We are learning by listening to our employees and trying to foster a more inclusive culture informed by their perspectives. As a colleague with dyslexia who recently joined the company told us: “Starting work at any company is daunting but starting at a company with a disability increases your anxiety. However, the work of the Strategic Inclusion and Diversity Group, which includes the UK Board, is really making a difference. I was able to speak with the group’s members about my challenges with dyslexia in a safe space to enable everyone to have a better understanding. They were curious and asked questions as I had encouraged them to, and I was grateful to be given the opportunity to speak and share my lived experience.
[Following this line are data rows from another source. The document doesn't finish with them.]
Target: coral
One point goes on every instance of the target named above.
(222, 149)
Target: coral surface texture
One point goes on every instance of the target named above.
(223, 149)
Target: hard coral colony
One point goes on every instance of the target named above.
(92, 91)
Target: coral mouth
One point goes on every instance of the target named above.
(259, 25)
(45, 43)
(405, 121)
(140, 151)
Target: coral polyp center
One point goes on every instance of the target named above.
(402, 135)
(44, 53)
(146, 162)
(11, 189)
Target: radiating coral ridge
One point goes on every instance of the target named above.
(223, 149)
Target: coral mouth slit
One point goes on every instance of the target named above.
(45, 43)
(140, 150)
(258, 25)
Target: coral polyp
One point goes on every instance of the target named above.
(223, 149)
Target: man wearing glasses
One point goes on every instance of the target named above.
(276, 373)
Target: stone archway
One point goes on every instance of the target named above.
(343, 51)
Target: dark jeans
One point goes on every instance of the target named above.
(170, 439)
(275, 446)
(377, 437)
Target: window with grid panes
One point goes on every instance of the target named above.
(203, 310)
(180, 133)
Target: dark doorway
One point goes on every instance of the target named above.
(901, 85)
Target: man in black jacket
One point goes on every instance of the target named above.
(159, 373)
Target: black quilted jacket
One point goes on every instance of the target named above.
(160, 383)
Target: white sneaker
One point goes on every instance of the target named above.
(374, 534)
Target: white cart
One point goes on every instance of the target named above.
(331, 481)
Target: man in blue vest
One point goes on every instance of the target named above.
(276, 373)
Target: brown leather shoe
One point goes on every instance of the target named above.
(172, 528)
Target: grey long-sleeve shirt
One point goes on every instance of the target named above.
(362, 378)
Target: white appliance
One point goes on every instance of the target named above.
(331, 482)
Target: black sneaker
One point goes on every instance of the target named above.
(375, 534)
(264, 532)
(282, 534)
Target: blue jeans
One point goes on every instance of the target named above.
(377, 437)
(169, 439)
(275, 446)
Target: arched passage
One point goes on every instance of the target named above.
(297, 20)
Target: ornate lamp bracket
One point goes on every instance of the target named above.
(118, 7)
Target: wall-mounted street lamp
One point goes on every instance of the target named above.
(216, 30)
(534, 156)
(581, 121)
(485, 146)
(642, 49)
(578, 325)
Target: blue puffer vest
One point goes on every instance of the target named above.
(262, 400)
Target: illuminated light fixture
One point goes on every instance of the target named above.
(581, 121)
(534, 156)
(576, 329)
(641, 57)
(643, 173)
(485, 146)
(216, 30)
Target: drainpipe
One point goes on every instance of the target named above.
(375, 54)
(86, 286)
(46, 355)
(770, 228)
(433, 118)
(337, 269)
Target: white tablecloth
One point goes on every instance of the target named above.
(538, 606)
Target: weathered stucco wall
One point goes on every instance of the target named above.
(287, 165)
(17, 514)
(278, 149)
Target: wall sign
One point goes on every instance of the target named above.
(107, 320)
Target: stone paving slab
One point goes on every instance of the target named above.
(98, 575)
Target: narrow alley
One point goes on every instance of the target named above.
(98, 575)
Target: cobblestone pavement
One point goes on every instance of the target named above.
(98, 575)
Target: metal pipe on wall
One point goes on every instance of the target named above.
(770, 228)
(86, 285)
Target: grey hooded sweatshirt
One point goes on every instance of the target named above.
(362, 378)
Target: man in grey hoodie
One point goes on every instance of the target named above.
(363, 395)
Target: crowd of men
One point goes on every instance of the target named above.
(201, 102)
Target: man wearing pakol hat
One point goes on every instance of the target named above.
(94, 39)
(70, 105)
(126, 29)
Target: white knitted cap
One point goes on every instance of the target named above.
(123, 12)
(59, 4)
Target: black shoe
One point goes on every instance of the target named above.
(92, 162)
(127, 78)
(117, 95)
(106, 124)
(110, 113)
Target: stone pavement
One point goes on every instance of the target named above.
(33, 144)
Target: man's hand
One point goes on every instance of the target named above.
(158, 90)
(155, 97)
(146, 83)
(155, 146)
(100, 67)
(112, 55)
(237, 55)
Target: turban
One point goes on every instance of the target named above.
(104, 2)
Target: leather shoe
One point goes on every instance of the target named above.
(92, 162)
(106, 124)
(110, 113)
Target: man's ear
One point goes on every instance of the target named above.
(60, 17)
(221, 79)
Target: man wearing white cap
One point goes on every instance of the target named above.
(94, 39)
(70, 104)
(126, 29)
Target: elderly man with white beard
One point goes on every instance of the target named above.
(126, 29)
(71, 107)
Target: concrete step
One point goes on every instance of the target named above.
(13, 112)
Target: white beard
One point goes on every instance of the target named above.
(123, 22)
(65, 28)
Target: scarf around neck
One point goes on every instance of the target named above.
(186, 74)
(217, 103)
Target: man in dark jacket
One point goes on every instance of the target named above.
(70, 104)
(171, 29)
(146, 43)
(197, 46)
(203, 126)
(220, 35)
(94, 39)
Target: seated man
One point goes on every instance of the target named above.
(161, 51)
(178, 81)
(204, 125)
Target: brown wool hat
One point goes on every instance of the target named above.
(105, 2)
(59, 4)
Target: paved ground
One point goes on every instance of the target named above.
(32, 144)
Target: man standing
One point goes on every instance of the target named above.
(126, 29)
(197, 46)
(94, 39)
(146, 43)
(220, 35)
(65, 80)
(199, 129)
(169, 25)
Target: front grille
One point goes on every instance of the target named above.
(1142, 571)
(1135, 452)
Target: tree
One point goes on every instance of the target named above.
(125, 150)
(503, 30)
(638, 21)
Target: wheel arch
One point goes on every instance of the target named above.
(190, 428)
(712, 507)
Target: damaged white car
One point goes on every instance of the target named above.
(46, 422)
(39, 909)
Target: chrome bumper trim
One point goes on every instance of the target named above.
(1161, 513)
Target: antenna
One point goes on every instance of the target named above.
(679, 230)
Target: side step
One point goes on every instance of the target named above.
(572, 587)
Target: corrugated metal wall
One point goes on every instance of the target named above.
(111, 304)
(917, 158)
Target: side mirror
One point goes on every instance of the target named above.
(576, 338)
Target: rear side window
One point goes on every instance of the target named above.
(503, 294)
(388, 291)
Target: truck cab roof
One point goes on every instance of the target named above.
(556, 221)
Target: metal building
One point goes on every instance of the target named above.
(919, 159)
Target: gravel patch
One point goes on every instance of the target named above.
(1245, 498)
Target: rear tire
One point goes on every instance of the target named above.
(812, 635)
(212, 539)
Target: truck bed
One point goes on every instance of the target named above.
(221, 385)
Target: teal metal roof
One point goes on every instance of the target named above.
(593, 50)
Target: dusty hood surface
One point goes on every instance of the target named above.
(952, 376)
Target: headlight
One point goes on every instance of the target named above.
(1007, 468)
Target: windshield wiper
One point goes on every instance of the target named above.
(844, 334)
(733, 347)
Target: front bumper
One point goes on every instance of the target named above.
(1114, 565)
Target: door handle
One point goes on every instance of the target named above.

It made me feel valued and more connected.”

Aside from the ethical argument for enhancing the wellbeing of all employees, and the operational advantages from helping people perform to their best, there is also a wider business case for diversity in general. Teams that are more diverse, with a variety of aptitudes, backgrounds, viewpoints, and ways of thinking are usually more effective.

A growing body of research shows that this diversity can be a well-spring of creativity, enhancing innovation by about 20%, according to one analysis by business consultants Deloitte. Groups with a diverse make-up were also better able to spot risks and get buy-in and trust in their decisions, reducing risk by some 30% as a result.

Another study – of 500 of the top publicly listed companies in the US – reinforced the view that “diverse and inclusive cultures give companies a competitive edge”. The top 20 most diverse companies outperformed the least diverse firms on both share price and operating results over both five and 10-year periods.

The diversity measured in the research can include gender, ethnicity, and other factors, even school or college backgrounds. (A study of venture capital firms found that the more similar the partners, the lower their investment performance – and the researchers found a dramatic difference for all dimensions of diversity).

Neurological diversity (which was the intriguing theme of another of our webinars about living with autism) is yet another dimension. And we know from other research – not just the A-list of famous dyslexic high-achievers – that people with this condition often have other abilities they use to overcome their challenges, and this can bring a whole new way of thinking and a different aptitude to their work as individuals and teammates.

As dyslexics can excel at identifying and remembering complex images and patterns, they tend to see things holistically – the big picture, which is a strategic skill not held by all.

The association between dyslexia and creativity is well known, as so many high-profile figures in the arts are dyslexic. (Renaissance man Leonardo da Vinci was probably among their number.)

Often, they are fast problem solvers and think laterally to provide unorthodox solutions, which is great for troubleshooting and innovation.

For these and other reasons, dyslexics are more likely to be successful business-people – a third of American entrepreneurs have dyslexia.

Strategic-thinking, creative, problem-solvers – these are people we need in our ranks if we are to overcome the challenges we face to innovate, decarbonise the resource economy, and be sustainable.